Orienting yourself in time works in a similar way. Right now, you know when you are.2So when are you right now? You’re right now. But unless you become familiar with other moments and other eras in the past, you remain disoriented.

Only the genuine, evidence-based, academic discipline of history can reorient you. 

History in this sense is not about taking other people’s word for what happened. Real history is about engaging in a genuine, open-minded process of exploration. You ask open-ended questions about the past—questions that you don’t already know the answer to. You investigate genuine evidence, left behind by people long gone. You fearlessly refuse to ignore or deemphasize facts or ideas that contradict your preconceived opinions, or what you wish had happened, or how you desire things used to be. You draw logical conclusions from that evidence, and in the process, you begin to reconstruct pieces of the past.

Those fragments then become landmarks with which you can find yourself. That’s what this project is all about.

You are a weirdo—but that’s okay.

What you’ll learn when you join me on the historical adventures on this site, is that the present-day is fundamentally weird. That fact means that you and I and everyone we know today are weirdoes. When you travel on the earth and go to a foreign country you’ll learn that the things you thought were normal are, in fact, strange. When I lived overseas, I went to a cinema and watched one of the large number of Hollywood blockbusters in which a group of regular Joes and Joannas from the U.S.A. save the world from various natural disasters. In one of those flicks, there’s a point when these heroes show up and a population of thankful foreigners shout,

“Thank God, the Americans are here!”

And the entire movie theater erupted in laughter.

I had been getting into the movie, so it took me a full ten seconds to pull myself away and realize why that line must have seemed so funny to folks from outside the U.S. I was living in a different set of contexts, and the movie which in the U.S. would have seemed normal, instead seemed genuinely strange—and hilarious—to the audience around me.

The same is true with historical context. When we explore the past, we find out just how unusual the world of today can be.

History is the study of human possibilities.

The less silly way to put it is this: When we work to understand people who that preceded us, we gain valuable insights into what it means to be human. History is the study of human possibilities. It shows us what our species is capable of—when we’re at our best, when we’re at our worst, and when we’re at our everything-in-between.

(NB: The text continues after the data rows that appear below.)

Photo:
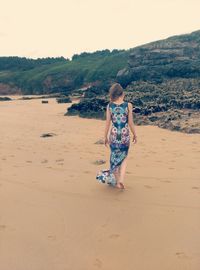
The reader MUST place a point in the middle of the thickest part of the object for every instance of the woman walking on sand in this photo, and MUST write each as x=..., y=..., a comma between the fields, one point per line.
x=118, y=113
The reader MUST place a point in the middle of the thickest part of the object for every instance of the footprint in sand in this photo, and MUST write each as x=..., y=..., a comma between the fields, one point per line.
x=52, y=237
x=86, y=172
x=44, y=161
x=147, y=186
x=113, y=236
x=2, y=227
x=181, y=255
x=166, y=181
x=98, y=263
x=58, y=160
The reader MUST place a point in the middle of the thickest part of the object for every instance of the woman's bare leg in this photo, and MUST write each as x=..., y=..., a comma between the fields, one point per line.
x=116, y=174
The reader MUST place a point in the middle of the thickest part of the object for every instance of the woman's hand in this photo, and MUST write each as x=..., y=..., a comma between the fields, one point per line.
x=106, y=142
x=134, y=139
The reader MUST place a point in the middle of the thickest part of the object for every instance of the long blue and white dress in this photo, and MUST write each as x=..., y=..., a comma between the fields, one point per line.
x=119, y=141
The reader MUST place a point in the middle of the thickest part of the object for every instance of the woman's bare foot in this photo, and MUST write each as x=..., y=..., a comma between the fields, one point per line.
x=120, y=185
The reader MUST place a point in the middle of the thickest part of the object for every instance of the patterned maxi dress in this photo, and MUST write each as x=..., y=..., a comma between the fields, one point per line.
x=119, y=141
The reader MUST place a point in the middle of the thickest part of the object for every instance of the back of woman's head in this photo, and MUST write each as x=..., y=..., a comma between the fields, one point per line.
x=116, y=91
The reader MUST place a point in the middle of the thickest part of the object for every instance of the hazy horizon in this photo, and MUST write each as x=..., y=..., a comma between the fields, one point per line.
x=35, y=29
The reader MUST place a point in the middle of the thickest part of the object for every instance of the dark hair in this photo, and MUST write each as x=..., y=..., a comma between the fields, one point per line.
x=115, y=91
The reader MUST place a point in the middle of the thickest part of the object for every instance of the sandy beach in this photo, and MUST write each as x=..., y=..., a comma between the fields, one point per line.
x=54, y=215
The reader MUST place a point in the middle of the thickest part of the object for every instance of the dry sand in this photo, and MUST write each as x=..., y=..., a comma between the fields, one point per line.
x=54, y=215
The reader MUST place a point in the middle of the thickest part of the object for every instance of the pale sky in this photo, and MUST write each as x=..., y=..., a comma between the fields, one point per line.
x=51, y=28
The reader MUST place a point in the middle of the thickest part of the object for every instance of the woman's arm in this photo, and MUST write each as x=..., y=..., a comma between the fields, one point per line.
x=130, y=119
x=108, y=121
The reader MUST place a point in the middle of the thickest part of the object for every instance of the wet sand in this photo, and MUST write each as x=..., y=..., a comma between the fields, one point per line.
x=54, y=215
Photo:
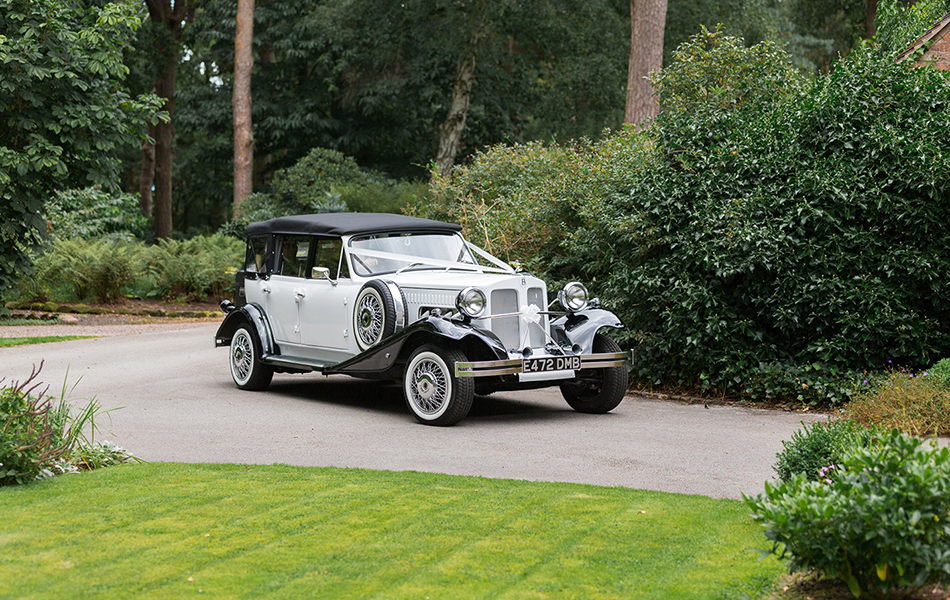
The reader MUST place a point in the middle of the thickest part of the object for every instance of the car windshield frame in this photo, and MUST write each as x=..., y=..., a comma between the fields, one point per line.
x=396, y=252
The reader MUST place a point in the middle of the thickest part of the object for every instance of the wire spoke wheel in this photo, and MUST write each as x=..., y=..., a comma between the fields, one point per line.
x=370, y=319
x=433, y=393
x=429, y=386
x=597, y=391
x=377, y=313
x=242, y=356
x=247, y=370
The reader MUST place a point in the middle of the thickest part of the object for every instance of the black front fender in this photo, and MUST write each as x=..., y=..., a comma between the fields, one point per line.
x=429, y=329
x=579, y=328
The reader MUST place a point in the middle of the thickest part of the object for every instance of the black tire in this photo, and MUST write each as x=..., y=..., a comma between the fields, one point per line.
x=433, y=393
x=244, y=357
x=375, y=316
x=597, y=391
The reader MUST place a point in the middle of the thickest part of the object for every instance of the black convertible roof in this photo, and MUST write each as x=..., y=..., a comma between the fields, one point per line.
x=348, y=224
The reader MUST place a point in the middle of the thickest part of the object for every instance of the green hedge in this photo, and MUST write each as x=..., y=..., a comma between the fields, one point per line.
x=769, y=236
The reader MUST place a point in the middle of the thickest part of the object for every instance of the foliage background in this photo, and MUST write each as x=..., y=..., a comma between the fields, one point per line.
x=65, y=111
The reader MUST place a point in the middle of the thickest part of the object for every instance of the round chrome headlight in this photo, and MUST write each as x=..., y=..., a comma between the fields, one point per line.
x=573, y=297
x=471, y=302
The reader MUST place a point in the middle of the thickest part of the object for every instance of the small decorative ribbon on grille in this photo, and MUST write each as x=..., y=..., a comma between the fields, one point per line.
x=530, y=313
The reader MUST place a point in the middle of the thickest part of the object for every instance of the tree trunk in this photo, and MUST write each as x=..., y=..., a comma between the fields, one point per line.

It’s a lot to take in, but it’s going to be fine. I’m a professional historian, and I’m trained to assist people in situations exactly like yours.

My name is Doug Sofer, and I’m a weirdo. Just. Like. You.

Find Yourself in History

  • 1
    The bigger mystery is how you ended up there in the first place. You suspect it might have had something to do with the time you yelled at that genie to “make me a burrito.”
  • 2
    So when are you right now? You’re right now.